As we bring Blue Pearl’s advanced design verification solutions to India, let’s share the knowledge on the problems being addressed using these products. Here, in this article we leverage on Blue Pearl’s introductory article.
Quoting straight from http://www.bluepearlsoftware.com/ace/
At its most basic level, metastability is what happens within a register when data changes too soon before or after the active clock edge; that is, when setup or hold times are violated. A register in a metastable state is in between valid logic states, and the process of settling to a valid logic state takes much longer than normal. It will eventually fall into a stable “1″ or “0″ state, but there is no way to predict which way it will fall or how long it will take. If the metastable state lasts longer than one clock cycle, it can be transferred to the next register.
When data is transferred between two registers whose clocks are asynchronous, metastability will happen. There is no way to prevent it. All you can do is to minimize its impact by placing the two clocks in different clock domains and using a clock synchronization technique at the crossing point. Hence the name “clock domain crossing” (CDC).

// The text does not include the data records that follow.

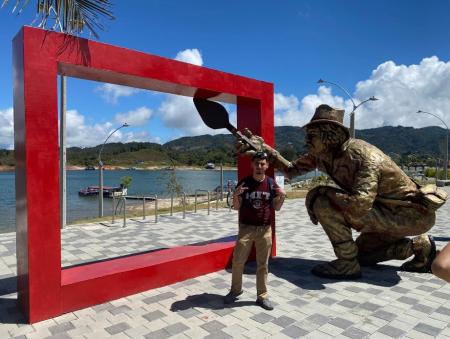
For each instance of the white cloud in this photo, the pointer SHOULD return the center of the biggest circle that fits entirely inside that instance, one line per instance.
(402, 91)
(7, 128)
(192, 56)
(111, 93)
(179, 112)
(81, 134)
(289, 110)
(137, 117)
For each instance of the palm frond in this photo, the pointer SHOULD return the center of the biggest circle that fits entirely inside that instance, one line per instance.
(70, 16)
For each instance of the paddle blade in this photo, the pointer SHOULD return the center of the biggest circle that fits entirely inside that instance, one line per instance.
(213, 114)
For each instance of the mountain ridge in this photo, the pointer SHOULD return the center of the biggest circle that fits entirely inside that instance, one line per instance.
(403, 144)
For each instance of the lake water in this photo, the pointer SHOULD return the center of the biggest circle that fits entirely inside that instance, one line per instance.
(144, 182)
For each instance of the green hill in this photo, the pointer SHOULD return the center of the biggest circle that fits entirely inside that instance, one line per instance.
(404, 144)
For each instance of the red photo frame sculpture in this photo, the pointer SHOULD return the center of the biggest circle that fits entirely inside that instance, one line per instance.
(45, 289)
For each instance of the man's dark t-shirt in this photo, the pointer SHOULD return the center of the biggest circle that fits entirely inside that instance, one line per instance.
(257, 201)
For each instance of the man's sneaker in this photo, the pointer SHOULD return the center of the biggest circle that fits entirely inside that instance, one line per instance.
(265, 303)
(231, 297)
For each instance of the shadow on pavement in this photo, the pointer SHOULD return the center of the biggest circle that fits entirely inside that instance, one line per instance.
(297, 271)
(10, 312)
(207, 300)
(441, 238)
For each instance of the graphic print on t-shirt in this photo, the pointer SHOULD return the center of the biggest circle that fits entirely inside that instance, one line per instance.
(256, 208)
(256, 198)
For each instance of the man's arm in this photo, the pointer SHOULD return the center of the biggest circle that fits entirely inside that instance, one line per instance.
(237, 196)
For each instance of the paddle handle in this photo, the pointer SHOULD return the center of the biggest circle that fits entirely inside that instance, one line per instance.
(238, 134)
(257, 147)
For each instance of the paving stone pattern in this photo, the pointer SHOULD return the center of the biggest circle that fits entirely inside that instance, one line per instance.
(385, 303)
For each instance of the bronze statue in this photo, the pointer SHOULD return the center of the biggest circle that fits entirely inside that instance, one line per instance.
(372, 195)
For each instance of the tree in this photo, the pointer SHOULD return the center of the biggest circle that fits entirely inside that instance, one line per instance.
(125, 182)
(68, 16)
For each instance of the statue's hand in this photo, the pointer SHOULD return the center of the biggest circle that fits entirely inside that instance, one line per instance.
(310, 200)
(243, 147)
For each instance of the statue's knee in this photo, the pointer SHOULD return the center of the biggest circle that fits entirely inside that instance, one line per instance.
(322, 206)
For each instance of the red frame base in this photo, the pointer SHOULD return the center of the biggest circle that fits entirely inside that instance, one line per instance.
(44, 289)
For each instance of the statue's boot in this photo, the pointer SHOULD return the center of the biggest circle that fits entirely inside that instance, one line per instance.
(340, 235)
(424, 249)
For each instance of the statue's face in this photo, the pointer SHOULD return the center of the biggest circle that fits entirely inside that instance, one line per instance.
(314, 142)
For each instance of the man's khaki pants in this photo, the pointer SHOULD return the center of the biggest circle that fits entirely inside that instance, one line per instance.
(262, 237)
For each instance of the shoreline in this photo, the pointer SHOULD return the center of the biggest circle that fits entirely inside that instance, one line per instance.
(4, 168)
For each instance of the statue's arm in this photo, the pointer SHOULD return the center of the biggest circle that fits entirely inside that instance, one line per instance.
(302, 165)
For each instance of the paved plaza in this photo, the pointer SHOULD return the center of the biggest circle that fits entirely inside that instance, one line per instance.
(385, 303)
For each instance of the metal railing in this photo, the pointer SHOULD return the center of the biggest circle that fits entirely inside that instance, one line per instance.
(195, 201)
(155, 197)
(184, 195)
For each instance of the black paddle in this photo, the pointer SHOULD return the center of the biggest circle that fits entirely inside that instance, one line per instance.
(215, 116)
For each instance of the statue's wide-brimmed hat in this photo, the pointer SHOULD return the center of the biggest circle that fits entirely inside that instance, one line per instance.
(329, 115)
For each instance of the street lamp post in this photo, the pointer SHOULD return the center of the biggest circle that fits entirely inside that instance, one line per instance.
(352, 113)
(100, 169)
(446, 141)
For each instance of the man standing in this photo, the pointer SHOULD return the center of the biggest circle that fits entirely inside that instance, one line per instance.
(256, 197)
(371, 195)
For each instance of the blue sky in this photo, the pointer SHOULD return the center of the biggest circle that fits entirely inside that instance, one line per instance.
(398, 51)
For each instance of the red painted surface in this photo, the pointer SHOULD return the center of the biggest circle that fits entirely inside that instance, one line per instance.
(44, 289)
(124, 276)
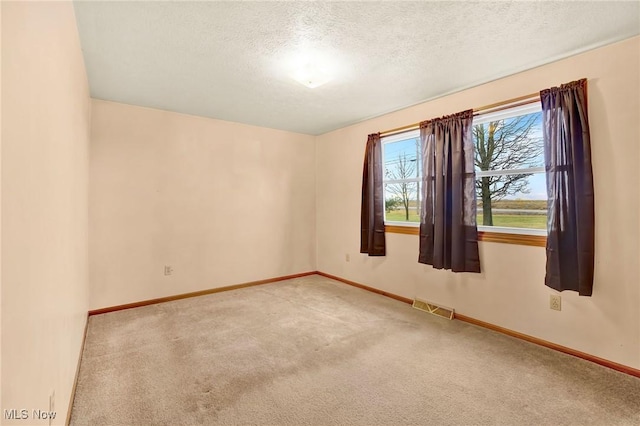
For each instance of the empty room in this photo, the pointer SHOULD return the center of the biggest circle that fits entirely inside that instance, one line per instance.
(320, 213)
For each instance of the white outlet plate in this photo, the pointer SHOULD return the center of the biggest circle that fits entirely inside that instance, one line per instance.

Putting two clocks into the same clock domain is a declaration that these two clocks are synchronous to each other, and CDCs between them do not need to be synchronized. If the clocks are from the same source, or one is derived from the other, then they are synchronous and should be placed into the same clock domain.Clocks that are asynchronous to one another should always be placed in different clock domains, and any CDCs between them should be synchronized. Even two clocks of the same frequency should be placed into different domains if they come from independent sources. All specifications have tolerances or “error bars,” and two independent clock sources of the same frequency will drift relative to one another over time. Failing to synchronize CDCs between two such clocks will cause metastability problems.